Table 1 Overall test results for four datasets with 5 different initializations each. On the bottom left shows the correlation plot. The Pearson r-value squared is 0.934 which shows a high linear dependence of two outcomes from different methods. On the bottom right shows the Bland-Altman comparison. The maximum absolute value of differences in the limits is 3.5%, which shows a high consistency.

Fig.1 Pipeline of the proposed method. One cardiac cycle in each dataset contains 15 frames. The region of interest is cropped manually and several voxels are identified in each tissue of interest from one image at one time point to initialize the tissue clusters.
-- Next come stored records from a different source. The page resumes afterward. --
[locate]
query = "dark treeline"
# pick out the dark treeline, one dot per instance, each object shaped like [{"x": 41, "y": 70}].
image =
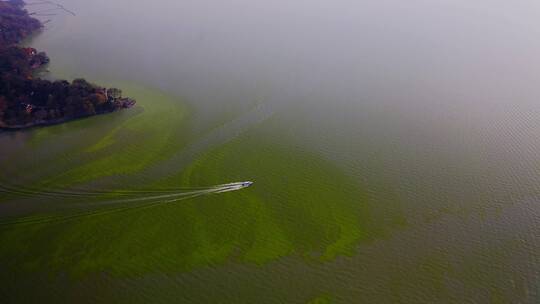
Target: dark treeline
[{"x": 27, "y": 101}]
The segmentation algorithm then converges in approximately 1 minute.

Fig.2 On the left, a typical segmentation result of a dataset is demonstrated in odd rows. Different colors represent different tissues. For example, the LV blood pool (used for EF calculation) is dark blue. The manual gold standard of LV is compared in even rows. On the right top is the DICE^{11} accuracy over the course of the cardiac cycle. In the bottom, the blue curve depicts the automatically calculated LV volume, while the red curve depicts the gold standard volume that was segmented manually. The EF calculated by the proposed method was 51.7%; the gold standard EF was 51.4%.

Fig.3 (Left) The trend of calculated EF and (right) average DICE accuracy across all frames, both as a function of the number of T1/T2-weighted features used per frame, all for subject 4. Some features contribute more information than others. In general, both metrics rise quickly for the first few features. The figure suggests accurate results may be achievable with even fewer features.